Google Cloud Professional Machine Learning Engineer — Question 274
You are using Kubeflow Pipelines to develop an end-to-end PyTorch-based MLOps pipeline. The pipeline reads data from BigQuery, processes the data, conducts feature engineering, model training, model evaluation, and deploys the model as a binary file to Cloud Storage. You are writing code for several different versions of the feature engineering and model training steps, and running each new version in Vertex AI Pipelines. Each pipeline run is taking over an hour to complete. You want to speed up the pipeline execution to reduce your development time, and you want to avoid additional costs. What should you do?
Answer options
- A. Comment out the part of the pipeline that you are not currently updating.
- B. Enable caching in all the steps of the Kubeflow pipeline.
- C. Delegate feature engineering to BigQuery and remove it from the pipeline.

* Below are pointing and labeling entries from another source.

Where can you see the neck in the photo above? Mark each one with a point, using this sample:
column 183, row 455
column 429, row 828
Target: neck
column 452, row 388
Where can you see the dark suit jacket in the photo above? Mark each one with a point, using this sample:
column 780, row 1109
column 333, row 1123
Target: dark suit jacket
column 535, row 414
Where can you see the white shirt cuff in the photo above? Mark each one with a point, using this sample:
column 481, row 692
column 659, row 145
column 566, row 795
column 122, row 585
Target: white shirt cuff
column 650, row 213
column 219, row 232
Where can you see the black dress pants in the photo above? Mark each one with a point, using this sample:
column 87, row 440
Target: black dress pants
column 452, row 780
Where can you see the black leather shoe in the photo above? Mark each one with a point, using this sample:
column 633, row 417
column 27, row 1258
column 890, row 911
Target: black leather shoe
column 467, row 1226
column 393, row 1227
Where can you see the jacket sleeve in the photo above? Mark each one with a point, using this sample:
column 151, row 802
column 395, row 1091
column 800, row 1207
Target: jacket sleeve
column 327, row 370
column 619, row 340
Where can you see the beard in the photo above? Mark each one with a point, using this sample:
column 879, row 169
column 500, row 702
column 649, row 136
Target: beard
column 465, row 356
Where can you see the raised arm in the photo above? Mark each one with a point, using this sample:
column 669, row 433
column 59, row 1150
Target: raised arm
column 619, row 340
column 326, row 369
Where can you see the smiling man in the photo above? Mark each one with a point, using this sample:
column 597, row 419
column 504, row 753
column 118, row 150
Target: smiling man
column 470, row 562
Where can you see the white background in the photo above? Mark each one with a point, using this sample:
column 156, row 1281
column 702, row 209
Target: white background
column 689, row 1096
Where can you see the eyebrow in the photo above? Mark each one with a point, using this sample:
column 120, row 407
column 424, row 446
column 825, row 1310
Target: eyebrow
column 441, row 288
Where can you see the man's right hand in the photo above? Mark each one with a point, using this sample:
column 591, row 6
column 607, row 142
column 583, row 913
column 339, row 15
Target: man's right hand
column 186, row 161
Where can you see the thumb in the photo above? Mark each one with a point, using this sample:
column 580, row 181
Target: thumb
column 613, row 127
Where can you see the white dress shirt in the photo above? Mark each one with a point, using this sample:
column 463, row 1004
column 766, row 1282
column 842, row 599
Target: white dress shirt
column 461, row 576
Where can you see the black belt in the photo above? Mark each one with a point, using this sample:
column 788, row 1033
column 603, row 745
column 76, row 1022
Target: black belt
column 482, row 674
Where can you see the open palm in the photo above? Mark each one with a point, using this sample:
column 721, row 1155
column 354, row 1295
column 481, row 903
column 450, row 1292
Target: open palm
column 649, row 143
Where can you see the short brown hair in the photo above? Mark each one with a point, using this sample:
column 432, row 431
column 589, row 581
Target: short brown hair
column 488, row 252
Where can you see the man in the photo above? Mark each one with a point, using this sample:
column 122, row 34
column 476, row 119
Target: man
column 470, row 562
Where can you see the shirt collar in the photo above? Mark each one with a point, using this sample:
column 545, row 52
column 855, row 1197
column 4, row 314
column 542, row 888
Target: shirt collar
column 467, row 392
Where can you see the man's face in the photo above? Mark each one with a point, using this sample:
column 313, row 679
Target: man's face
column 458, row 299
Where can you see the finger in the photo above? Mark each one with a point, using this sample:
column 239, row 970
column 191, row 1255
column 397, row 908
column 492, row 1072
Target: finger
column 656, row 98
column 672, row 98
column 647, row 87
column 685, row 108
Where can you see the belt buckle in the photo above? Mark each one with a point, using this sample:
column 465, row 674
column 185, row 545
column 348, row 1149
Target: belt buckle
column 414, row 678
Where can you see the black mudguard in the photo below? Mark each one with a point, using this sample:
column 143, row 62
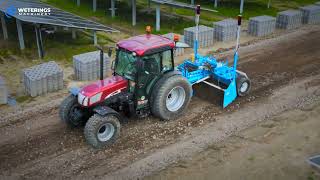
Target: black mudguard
column 104, row 110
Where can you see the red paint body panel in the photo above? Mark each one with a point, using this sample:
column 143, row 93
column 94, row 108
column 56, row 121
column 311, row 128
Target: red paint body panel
column 107, row 87
column 142, row 43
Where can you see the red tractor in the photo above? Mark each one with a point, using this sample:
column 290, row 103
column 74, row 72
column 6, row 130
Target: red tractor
column 144, row 82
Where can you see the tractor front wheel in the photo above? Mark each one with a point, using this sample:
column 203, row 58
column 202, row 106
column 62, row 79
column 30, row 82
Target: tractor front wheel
column 101, row 131
column 171, row 97
column 70, row 112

- D. Add a GPU to the model training step.
Correct answer: B
Explanation
Enabling caching in all steps of the Kubeflow pipeline allows the system to reuse the outputs of previous runs for unchanged steps, significantly reducing execution time for subsequent runs. Commenting out parts of the pipeline does not enhance performance and might hinder testing. Offloading feature engineering to BigQuery can simplify the pipeline but may not directly address execution speed. Adding a GPU can improve training speed but may incur additional costs, which you want to avoid.